De manhã fomos à segunda aula de comportamento canino. Tranquilo, cordato (refiro-me à fera; mas o professor também é assim). O urso felpudo já interiorizou que o professor não vai atacar-nos e, portanto, já o cooptou. O prof. goza connosco, diz que o seu aluno vai ficar a gostar mais dele do que de nós. Eu já não digo nada. De tpc, mais técnicas, mais tácticas e estratégias para praticarmos, por nós, nos próximos quinze dias.
De tarde, deitei-me no sofá do terraço e estou convencida que adormeci instantaneamente. Agora há moscas por todo o lado, incomodativas como melgas. Pois o sono foi tão profundo que nem dei por elas. Um calorzinho bom, absurdo para esta época do ano. De chuva nem sinais. Em pleno outubro, vestida à verão, dormi uma bela sesta ao ar livre.

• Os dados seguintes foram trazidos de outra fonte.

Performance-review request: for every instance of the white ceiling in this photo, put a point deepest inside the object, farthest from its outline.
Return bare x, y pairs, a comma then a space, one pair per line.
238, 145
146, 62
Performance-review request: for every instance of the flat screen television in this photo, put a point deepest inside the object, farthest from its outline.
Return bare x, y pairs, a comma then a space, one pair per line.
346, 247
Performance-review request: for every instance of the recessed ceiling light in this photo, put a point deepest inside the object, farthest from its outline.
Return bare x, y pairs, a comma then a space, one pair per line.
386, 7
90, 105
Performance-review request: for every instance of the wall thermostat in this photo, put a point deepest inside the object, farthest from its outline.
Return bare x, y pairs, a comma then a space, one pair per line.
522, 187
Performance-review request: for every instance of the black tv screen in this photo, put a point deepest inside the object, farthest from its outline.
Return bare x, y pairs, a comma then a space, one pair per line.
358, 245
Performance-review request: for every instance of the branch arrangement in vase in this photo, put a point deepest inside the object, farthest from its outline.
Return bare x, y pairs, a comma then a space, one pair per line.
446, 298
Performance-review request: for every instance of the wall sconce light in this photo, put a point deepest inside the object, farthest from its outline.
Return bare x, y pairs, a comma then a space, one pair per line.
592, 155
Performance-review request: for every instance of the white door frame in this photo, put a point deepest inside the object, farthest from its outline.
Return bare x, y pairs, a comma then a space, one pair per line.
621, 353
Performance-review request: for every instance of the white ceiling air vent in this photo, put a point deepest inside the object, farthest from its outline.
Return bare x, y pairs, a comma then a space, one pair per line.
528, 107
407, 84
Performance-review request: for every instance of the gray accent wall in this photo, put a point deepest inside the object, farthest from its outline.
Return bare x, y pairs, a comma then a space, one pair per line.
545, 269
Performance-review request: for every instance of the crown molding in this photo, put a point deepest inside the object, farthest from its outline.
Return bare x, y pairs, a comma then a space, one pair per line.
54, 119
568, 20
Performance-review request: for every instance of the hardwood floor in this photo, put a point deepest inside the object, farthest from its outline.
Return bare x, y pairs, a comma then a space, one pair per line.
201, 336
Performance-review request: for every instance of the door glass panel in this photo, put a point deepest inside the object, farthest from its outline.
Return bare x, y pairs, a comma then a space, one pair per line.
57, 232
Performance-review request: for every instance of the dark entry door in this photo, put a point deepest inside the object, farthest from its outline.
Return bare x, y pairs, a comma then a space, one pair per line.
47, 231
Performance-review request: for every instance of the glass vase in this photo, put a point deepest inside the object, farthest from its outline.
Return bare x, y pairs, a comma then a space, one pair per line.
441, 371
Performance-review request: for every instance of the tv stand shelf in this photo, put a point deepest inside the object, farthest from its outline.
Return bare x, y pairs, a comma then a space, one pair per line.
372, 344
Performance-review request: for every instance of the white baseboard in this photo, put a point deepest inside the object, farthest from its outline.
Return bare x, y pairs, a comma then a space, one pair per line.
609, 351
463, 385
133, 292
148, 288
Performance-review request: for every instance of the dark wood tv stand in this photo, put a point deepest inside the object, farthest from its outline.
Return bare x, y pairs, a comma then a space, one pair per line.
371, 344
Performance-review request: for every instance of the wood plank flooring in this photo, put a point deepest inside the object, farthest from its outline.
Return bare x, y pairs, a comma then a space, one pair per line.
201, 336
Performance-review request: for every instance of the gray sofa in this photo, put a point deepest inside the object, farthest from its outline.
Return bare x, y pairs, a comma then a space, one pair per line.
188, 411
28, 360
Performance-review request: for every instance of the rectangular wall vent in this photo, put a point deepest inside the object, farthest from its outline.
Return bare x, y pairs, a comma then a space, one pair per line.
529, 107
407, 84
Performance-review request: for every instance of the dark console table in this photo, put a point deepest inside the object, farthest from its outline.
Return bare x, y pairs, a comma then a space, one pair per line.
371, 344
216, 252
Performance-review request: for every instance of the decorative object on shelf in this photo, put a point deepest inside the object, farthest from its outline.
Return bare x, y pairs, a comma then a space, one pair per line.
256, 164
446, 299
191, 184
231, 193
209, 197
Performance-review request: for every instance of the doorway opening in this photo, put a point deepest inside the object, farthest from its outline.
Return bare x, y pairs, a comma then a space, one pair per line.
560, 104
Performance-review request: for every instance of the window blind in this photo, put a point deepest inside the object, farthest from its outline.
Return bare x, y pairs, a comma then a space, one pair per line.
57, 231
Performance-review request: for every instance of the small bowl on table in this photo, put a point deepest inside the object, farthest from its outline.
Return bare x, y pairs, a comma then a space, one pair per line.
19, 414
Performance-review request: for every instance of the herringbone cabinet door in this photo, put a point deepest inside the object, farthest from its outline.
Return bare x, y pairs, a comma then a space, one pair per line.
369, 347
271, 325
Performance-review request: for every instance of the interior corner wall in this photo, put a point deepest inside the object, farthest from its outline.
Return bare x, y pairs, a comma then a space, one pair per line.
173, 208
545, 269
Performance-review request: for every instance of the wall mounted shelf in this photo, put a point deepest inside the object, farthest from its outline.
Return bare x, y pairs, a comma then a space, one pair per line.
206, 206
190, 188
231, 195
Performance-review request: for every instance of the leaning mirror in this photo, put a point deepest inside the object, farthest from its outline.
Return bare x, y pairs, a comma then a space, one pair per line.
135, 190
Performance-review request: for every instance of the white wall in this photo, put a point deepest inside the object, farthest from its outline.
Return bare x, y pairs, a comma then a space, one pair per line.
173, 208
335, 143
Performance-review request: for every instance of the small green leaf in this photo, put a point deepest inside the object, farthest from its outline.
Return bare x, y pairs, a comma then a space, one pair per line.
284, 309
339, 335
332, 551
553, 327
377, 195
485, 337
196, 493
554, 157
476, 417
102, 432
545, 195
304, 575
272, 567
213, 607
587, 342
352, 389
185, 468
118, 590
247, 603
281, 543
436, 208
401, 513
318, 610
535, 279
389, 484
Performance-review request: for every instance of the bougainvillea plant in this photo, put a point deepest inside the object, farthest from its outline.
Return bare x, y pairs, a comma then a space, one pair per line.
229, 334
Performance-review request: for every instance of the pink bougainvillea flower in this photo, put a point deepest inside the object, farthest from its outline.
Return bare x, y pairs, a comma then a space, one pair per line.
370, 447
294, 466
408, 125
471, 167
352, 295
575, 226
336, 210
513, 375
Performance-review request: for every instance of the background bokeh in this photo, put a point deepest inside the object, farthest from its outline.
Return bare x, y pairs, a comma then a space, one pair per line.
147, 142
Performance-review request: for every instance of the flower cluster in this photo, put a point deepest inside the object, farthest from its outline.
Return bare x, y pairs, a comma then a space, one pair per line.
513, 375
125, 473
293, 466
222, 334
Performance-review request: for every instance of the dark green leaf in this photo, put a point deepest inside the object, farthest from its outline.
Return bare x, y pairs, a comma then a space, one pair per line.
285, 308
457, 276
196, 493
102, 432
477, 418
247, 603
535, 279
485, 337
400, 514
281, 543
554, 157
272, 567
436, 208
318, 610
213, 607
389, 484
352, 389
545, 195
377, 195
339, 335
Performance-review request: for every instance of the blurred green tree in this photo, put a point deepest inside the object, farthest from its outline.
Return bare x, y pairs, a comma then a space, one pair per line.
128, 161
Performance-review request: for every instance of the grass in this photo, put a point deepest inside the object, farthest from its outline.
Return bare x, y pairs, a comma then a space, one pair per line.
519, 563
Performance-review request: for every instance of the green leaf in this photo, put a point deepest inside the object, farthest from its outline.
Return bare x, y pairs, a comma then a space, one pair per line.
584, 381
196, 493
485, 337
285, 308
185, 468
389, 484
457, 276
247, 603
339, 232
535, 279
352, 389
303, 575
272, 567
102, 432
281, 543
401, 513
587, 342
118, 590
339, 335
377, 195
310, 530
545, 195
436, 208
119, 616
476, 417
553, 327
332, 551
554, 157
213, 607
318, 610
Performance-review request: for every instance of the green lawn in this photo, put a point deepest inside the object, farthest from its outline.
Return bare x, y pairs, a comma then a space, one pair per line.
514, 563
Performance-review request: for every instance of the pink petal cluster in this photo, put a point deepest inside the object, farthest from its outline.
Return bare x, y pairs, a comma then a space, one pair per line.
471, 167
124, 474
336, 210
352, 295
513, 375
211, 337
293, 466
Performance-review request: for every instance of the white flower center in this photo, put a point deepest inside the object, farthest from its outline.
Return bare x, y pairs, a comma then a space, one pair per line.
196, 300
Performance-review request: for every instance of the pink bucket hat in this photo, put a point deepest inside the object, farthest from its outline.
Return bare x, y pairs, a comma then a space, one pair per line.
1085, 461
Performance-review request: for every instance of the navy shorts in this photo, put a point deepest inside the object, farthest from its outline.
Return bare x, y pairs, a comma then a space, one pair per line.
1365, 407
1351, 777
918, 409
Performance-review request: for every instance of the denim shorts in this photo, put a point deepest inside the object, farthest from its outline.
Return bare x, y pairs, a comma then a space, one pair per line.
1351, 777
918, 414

Quando acordei, retomei 'O acontecimento'.
Lá está: se calhar isto é literatura. Não há palavras caras, não há jogos de palavras ou de estilo, não há enredos do caraças. Nada. tudo simples. Há apenas uma escrita pessoal, sincera, tão pessoal e tão sincera que chega a ser íntima e que, de forma discreta, como se nada fosse, nos vai mantendo presos.
Aos meus pés, dormia o meu amigo cabeludo. De vez em quando, levantava-se e ia pegar-se com o do lado que também se pica com este. Estão separados por um muro mas, totós como fingem ser, portam-se como se um pudesse invadir o território do outro.
Passado um bocado chegou o meu marido que provavelmente tinha estado a dormir na sala, quiçá enquanto via algum jogo de futebol.
E, então, andámos a ver onde pendurar os projectores e as demais iluminações que comprámos no outro dia em sítios que apanhem sol e em que os pudéssemos prender com arame (na vedação, na armação metálica em volta de uma janela por onde cresce uma trepadeira, no tubo que está na esquina da casa e que desce do algeroz, etc). Não foi fácil. Nem sempre concordamos com a abordagem, com o processo ou com a perfeição da obra. Além do mais, nestas coisas o meu marido prende-se a minudências que não lembram ao careca (no pun intended) como não querer que eu corte o arame verde pois acha que não puxo com o cuidado devido, posso enleá-lo, ou refila porque, segundo ele, corto bocados demasiado grandes e não apenas no tamanho necessário. Depois eu quero mais acima mas, para lá chegar, só com a escada grande e pesada que está na garagem e ele não quer, diz que não é preciso ser tão acima, e eu acho que tem que ser. Visto de fora não sei se não parecemos os marretas.
A seguir, já ao fim da tarde, fomos fazer uma caminhada alargada. Gosto de caminhadas longas, sem pressa, gosto de ver as casas ao fim do dia, as luzes já acesas, gosto de ver os jardins já com ar de outono, alguns muros cobertos por vinha virgem, linda, rubra. Há plantas que exalam um perfume agradável, doce, bem aventurado. Não sei quais são mas creio que ainda haverei de descobrir.
Regressámos já de noite.
Aliás, ontem, quando estava no shopping, ao passar pelo Gato Preto nem queria acreditar: árvores de natal, pais natal, presépios. Pensei: já estamos no natal. Entrei para me certificar de que não estava a ter visões (e, confesso, para ver se havia algum presepiozinho pequenino, fora da caixa, daqueles que não têm nada a ver, de que gosto). Saí sem figurinhas mas com a sensação de que o tempo anda acelerado e que a vida mal consegue acompanhá-lo.
Tirando isso, o que sei é que já é domingo.